Revell, currently William & Mary's inside linebackers coach - a job Brady held just five years ago, was the starting tight end for the Tribe when Brady was a scrappy, seldom-used receiver - catching three passes in four seasons from 2009 to 2012.

"With his academics and major, he could’ve done whatever he wanted in life," Revell said of Brady. "He was a business school guy, very smart."
But Brady is, indeed, using his William & Mary experience to succeed in the corporate world.

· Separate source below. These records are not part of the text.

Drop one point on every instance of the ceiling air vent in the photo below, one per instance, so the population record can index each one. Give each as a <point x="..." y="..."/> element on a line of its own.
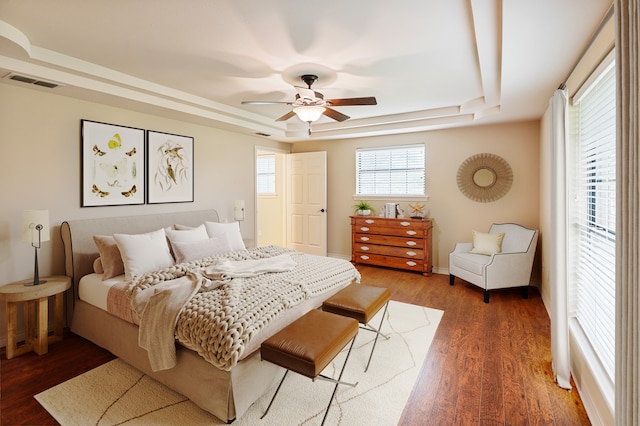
<point x="31" y="80"/>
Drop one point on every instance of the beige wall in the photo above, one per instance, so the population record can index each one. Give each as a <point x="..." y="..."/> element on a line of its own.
<point x="453" y="214"/>
<point x="40" y="139"/>
<point x="270" y="228"/>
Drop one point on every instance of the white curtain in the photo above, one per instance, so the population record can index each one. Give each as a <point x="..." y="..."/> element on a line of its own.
<point x="627" y="404"/>
<point x="558" y="255"/>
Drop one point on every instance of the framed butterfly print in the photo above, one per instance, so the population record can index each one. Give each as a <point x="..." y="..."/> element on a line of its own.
<point x="169" y="168"/>
<point x="113" y="161"/>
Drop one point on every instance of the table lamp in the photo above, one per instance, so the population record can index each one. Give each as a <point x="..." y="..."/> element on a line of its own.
<point x="35" y="229"/>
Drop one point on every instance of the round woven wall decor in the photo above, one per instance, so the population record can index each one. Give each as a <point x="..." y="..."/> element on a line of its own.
<point x="484" y="177"/>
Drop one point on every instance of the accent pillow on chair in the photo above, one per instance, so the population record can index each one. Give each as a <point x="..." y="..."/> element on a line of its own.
<point x="487" y="243"/>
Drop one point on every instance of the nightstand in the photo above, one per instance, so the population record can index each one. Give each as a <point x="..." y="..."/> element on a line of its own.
<point x="36" y="303"/>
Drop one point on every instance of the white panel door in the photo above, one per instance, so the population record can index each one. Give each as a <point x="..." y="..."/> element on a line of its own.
<point x="307" y="202"/>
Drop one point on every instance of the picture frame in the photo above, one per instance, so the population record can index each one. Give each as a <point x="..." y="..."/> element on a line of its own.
<point x="112" y="164"/>
<point x="170" y="159"/>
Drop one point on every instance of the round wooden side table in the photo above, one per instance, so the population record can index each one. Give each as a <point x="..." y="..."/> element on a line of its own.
<point x="36" y="303"/>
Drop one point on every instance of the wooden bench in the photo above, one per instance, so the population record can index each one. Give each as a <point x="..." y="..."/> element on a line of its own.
<point x="360" y="302"/>
<point x="308" y="345"/>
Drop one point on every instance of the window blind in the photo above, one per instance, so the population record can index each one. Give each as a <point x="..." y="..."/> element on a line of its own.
<point x="593" y="221"/>
<point x="396" y="171"/>
<point x="266" y="174"/>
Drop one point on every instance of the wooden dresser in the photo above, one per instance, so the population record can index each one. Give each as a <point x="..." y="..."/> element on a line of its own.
<point x="402" y="243"/>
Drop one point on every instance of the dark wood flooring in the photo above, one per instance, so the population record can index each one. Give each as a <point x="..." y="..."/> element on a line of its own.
<point x="489" y="364"/>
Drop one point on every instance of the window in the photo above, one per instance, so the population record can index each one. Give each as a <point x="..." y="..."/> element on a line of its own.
<point x="394" y="171"/>
<point x="266" y="174"/>
<point x="592" y="224"/>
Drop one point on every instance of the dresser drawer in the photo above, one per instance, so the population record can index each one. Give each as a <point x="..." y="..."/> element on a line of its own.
<point x="389" y="261"/>
<point x="386" y="223"/>
<point x="407" y="253"/>
<point x="388" y="240"/>
<point x="390" y="230"/>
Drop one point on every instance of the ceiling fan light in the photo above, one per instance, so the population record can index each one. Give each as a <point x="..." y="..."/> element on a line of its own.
<point x="309" y="113"/>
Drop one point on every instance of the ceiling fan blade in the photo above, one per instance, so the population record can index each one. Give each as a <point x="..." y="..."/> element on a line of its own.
<point x="370" y="100"/>
<point x="264" y="102"/>
<point x="332" y="113"/>
<point x="286" y="116"/>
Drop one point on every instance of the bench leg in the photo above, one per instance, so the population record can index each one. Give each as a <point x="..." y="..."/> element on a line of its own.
<point x="378" y="333"/>
<point x="338" y="381"/>
<point x="274" y="395"/>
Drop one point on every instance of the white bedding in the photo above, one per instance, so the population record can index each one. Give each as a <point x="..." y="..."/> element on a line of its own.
<point x="93" y="290"/>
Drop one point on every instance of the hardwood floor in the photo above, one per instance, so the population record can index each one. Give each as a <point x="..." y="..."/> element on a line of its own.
<point x="489" y="364"/>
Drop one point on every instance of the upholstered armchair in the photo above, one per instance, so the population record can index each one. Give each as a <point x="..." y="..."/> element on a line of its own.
<point x="502" y="258"/>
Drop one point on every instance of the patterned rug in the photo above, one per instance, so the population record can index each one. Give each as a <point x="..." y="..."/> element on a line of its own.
<point x="118" y="394"/>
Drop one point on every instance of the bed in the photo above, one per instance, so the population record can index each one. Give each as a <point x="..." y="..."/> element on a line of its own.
<point x="226" y="390"/>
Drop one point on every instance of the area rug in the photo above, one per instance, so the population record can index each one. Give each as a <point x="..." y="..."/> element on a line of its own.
<point x="118" y="394"/>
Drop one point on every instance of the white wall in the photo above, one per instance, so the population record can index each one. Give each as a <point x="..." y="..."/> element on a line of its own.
<point x="453" y="214"/>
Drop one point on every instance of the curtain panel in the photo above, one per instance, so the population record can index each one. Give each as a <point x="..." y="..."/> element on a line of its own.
<point x="558" y="270"/>
<point x="627" y="381"/>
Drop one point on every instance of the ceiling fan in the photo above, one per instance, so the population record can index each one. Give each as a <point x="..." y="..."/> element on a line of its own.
<point x="310" y="105"/>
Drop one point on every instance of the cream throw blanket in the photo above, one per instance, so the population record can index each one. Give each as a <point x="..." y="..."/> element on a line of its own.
<point x="218" y="317"/>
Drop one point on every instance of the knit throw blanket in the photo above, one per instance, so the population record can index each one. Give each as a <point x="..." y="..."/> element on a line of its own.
<point x="227" y="311"/>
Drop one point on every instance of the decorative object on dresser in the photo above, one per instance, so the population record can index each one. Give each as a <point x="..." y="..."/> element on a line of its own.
<point x="401" y="243"/>
<point x="363" y="208"/>
<point x="36" y="300"/>
<point x="32" y="221"/>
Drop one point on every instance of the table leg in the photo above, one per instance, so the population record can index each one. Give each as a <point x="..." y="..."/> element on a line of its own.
<point x="12" y="325"/>
<point x="41" y="343"/>
<point x="58" y="318"/>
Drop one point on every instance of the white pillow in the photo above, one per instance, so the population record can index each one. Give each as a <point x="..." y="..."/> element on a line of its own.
<point x="143" y="253"/>
<point x="232" y="229"/>
<point x="487" y="243"/>
<point x="188" y="251"/>
<point x="198" y="233"/>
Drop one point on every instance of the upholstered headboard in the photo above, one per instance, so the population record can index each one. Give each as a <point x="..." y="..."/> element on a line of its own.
<point x="80" y="250"/>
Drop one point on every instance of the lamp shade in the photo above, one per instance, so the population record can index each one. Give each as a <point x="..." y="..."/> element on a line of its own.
<point x="238" y="210"/>
<point x="309" y="113"/>
<point x="31" y="219"/>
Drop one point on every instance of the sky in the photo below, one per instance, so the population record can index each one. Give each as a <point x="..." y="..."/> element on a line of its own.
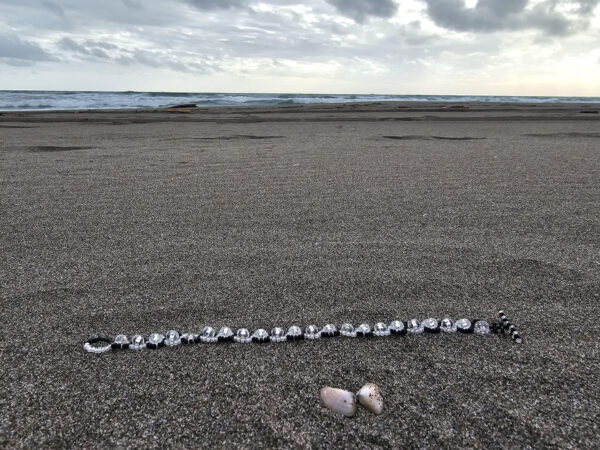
<point x="462" y="47"/>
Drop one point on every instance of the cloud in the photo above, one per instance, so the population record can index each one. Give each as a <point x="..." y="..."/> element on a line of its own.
<point x="16" y="51"/>
<point x="70" y="45"/>
<point x="206" y="5"/>
<point x="361" y="10"/>
<point x="554" y="17"/>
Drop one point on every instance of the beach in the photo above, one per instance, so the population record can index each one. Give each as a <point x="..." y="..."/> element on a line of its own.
<point x="140" y="221"/>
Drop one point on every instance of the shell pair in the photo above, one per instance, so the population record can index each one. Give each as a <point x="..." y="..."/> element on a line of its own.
<point x="344" y="402"/>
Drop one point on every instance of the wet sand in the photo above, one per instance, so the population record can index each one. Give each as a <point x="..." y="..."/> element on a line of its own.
<point x="141" y="221"/>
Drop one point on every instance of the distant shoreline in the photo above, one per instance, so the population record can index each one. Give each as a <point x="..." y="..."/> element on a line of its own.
<point x="90" y="100"/>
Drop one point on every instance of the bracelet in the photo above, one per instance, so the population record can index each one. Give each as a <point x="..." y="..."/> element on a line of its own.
<point x="311" y="332"/>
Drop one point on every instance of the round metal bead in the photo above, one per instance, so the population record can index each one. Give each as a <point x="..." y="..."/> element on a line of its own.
<point x="414" y="326"/>
<point x="260" y="336"/>
<point x="312" y="332"/>
<point x="294" y="333"/>
<point x="137" y="342"/>
<point x="155" y="340"/>
<point x="242" y="336"/>
<point x="381" y="329"/>
<point x="431" y="325"/>
<point x="225" y="334"/>
<point x="172" y="338"/>
<point x="448" y="325"/>
<point x="481" y="327"/>
<point x="364" y="329"/>
<point x="464" y="326"/>
<point x="120" y="342"/>
<point x="329" y="330"/>
<point x="347" y="330"/>
<point x="397" y="327"/>
<point x="277" y="335"/>
<point x="208" y="334"/>
<point x="188" y="338"/>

It just happens to be in Jimmye Laycock's family business.

"I have four kids, but might have 1,000 others when you start thinking about all those players," Laycock pointed-out.
William & Mary, the world class university famous for its rigorous liberal arts and sciences curriculum, is becoming just as renown for grooming high-caliber coaches.

"That's why you came here," Revell said of William & Mary's football program. "Part of the allure of this is that you can be part of that path."
"You think about winning games and winning championships, but you're also looking at how you can influence people's lives," Laycock reflected.

"One of my goals and my main goal – was to have a football program that was comparable in reputation to the university. And I think we probably did that."

Indeed. So perhaps those benches outside the Jimmye Laycock Football Center are for the building's namesake to take his seat among the premier pigskin mentors in all of football.